Self-assembled cellular patterns predict cartilage formation from mesenchymal stromal cells

The seminar will be conducted at Room 301, Samgatha building, Nila campus


The growing promise of cell therapy has called forth a need for assays that predict efficacy of a batch of cells for a specific clinical indication. One such case is the mesenchymal stem cell (MSC) therapy for cartilage repair. In this case, the commonly used in-vitro assay for predicting the efficacy of cells for cartilage regeneration is the chondrogenic differentiation assay, a relatively slow process of 21 days followed by protein quantification assays. We propose an alternate efficacy-prediction assay, which is based on self-assembly of these cells. We observed that the self-assembly patterns that emerge in confluent cultures of MSCs were cell batch-specific and reproducible across technical replicates. Further, the topological defect sites within the self-assembly pattern corresponded to mesenchymal condensations – the dense cellular aggregates that appear during the physiological process of skeletal morphogenesis. Hence, we hypothesized that the self-assembly pattern might correlate with the chondrogenic differentiation outcome.
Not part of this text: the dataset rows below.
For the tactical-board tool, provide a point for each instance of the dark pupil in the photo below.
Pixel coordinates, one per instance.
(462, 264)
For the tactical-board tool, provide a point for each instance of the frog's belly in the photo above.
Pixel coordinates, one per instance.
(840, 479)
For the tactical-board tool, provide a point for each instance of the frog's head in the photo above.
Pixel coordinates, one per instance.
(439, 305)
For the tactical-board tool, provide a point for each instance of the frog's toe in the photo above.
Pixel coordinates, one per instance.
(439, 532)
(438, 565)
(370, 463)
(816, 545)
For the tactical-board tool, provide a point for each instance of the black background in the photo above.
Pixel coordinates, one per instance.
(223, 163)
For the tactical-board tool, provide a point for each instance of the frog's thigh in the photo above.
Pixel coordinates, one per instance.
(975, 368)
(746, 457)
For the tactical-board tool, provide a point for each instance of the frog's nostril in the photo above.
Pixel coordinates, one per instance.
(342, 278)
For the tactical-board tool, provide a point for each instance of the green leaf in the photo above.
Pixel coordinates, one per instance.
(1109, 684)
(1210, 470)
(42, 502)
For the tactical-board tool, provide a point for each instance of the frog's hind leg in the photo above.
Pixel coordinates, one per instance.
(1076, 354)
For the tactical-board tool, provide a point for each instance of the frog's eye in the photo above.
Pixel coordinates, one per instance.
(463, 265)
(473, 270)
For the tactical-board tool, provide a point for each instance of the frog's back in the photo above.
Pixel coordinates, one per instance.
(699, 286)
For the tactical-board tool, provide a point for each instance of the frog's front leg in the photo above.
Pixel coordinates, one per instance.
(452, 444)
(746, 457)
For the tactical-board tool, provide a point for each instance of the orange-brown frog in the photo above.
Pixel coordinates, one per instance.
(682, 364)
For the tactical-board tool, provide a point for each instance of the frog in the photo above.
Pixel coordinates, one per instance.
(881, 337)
To test this, we quantified the degree-of-order of the self-assembled pattern. We observed a strong predictive correlation between the degree-of-order of the pattern at day 9 and the chondrogenic potential later estimated from in vitro chondrogenic differentiation assay at day 21. Our findings provide the rationale and proof-of-concept for using self-assembly patterns to monitor chondrogenic commitment efficacy of cell populations, with implications for cell therapy production.